Release: 28th November 2016
Format: Disney.Pixar 3D Blu-Ray / Blu-Ray / DVD and Digital
The friendly-but-forgetful blue tang fish begins a search for her long-lost parents, and everyone learns a few things about the real meaning of family along the way.
Pixar have never been ones to shrink in the face of a challenge, and only on a few occasions have they faulted. With Finding Dory, you couldn’t call the end result so much a failure but rather an inferior product in relation to its daddy. You’d be hard pushed to say there was much material left over from Finding Nemo that demanded a sequel, but clearly the boffins at Pixar searched and salvaged and did their utmost to justify this wishy-washy attempt at printing money. In short, Dory does not make for a compelling protagonist.

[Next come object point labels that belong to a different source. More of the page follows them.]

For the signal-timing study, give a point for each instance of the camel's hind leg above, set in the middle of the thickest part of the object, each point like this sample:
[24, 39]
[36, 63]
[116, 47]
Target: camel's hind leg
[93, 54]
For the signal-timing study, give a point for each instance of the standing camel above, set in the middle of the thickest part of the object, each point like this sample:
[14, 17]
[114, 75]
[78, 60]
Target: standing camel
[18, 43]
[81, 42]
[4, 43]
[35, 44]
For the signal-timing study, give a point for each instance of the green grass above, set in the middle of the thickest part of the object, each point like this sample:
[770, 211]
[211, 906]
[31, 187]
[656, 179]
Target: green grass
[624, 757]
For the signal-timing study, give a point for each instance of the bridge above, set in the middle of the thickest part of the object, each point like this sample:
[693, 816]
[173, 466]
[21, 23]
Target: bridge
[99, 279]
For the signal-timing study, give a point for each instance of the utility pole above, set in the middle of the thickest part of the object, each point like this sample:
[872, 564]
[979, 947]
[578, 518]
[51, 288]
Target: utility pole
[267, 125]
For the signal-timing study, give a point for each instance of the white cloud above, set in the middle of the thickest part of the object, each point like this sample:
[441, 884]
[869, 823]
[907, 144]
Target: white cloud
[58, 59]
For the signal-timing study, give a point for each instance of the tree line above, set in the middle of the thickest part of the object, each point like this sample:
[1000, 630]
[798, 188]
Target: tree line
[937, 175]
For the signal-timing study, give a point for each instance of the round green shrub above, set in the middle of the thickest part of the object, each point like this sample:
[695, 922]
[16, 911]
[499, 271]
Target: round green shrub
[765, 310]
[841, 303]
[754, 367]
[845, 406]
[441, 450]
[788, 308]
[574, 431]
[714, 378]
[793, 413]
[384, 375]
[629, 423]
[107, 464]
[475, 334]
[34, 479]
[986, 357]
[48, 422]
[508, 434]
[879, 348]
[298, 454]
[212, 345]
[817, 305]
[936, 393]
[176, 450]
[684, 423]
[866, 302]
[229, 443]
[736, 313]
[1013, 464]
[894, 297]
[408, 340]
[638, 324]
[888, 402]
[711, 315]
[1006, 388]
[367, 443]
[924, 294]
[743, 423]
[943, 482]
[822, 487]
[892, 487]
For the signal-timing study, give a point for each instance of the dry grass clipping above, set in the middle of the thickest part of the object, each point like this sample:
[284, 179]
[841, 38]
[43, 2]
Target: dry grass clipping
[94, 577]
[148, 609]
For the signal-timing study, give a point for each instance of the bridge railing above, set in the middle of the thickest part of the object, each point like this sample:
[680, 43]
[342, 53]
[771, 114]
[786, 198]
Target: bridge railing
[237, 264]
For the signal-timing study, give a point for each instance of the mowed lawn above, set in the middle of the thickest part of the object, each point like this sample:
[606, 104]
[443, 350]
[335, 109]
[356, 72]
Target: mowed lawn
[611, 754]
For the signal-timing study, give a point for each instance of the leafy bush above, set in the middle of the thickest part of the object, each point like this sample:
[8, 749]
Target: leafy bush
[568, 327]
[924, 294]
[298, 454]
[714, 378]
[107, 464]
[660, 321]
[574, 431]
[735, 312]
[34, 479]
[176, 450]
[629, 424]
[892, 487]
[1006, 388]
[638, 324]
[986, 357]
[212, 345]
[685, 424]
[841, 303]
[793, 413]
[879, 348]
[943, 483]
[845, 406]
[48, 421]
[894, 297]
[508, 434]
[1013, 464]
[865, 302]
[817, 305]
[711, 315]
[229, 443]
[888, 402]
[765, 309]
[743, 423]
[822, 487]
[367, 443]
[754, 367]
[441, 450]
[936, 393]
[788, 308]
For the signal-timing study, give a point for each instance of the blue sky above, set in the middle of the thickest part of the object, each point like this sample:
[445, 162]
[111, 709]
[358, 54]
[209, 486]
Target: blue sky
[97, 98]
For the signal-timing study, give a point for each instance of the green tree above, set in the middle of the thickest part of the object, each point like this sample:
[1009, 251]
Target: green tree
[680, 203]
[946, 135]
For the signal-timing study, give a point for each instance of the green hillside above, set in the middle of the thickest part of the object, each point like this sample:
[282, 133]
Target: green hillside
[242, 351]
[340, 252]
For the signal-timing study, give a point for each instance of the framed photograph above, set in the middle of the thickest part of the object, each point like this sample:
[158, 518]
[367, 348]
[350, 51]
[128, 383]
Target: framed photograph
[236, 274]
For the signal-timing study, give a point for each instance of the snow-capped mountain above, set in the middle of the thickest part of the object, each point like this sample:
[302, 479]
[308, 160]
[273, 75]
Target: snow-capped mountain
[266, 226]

Dory is a one note creation who joyfully glides through life remembering only what suits her needs (or those of the filmmakers) and forgets the rest. She is the very definition of sameness. Whereas the ever evolving world of Toy Story felt organic, or the continuation of Monsters Inc. passing as genuine world building, Finding Dory has an ever-present sense of familiarity about it. That feeling of “been there, done that” is like a salty spray of déjà vu reoccurring throughout. So, how do you create an arc for a character whose modus operandi is comedic Alzheimer’s? The answer is that you buffer her with a volley of more interesting sidekicks, drop her in some gorgeous scenery, and use a healthy dose of member berries to keep fans of the original film engaged.
The characters on offer here might not be the most dazzling or even particularly endearing. But they ARE cute, and they ARE funny. Hell, let’s remember, this is a film for 6-year-olds. The undoubted breakouts from Finding Dory are Hank and Becky. As you would expect, the animation of Hank (a gregarious octopus) is nothing short of breath-taking. His slimy tentacles move with an independent grace, sticking and popping as they go. Hank (voiced by the ever reliable grump, Ed O’Neil) has a visible weightiness to him that promote a feeling of not only his mass but also his power and agility. Becky meanwhile, is just hilarious. Think Kevin from Up! crossed with A Bug’s Life’s Heimlich. The rest of the cast is fun enough, and children will inevitably find their favourites in the bunch, but the likes of Bailey and Fluke are unlikely to be the hottest selling toys of 2016.
Finding Dory is harmless Disney magic, but it lacks the grace and smarts of what Pixar usually offer. It looks absolutely stunning, and is yet another milestone in the studio’s technical ability. However, it has a dreadful 3rd act and for the most part just keeps swimming, swimming, swimming…very rarely taking time out to do anything more; which results in a rather frustrating viewing experience.
Film Grade: C+
The special features are absolutely brimming with material. It is not all first-rate stuff, however, and let us just start by saying that Casual Carpool is an absolute bust. Who is this aimed at? I have no idea! And the whole Emoji thing seems like a lame attempt at flogging a separate Disney product.
Piper, the latest Pixar short, is breathtaking and will really warm your cockles. There is a mountain of Interviews and Making Ofs (one of the best being The Octopus That Nearly Broke Pixar). A bunch of Deleted Scenes run for almost an hour, and the Director’s Commentary is the usual mix of creative and technical banter.
The surprise hit comes in the form of four screen saver style films called Living Aquarium. These hypnotic clips are the perfect celebration of Pixar’s artistic wizardry.
There is literally hours and hours of entertainment here.
Special Features Grade: A-
Set in the lower category of Pixar’s output, Finding Dory seems like a place holder between more exciting projects. But it is by far one of the more attractive works we’ve seen from the studio. Who needs Planet Earth II when you’ve got this, right!?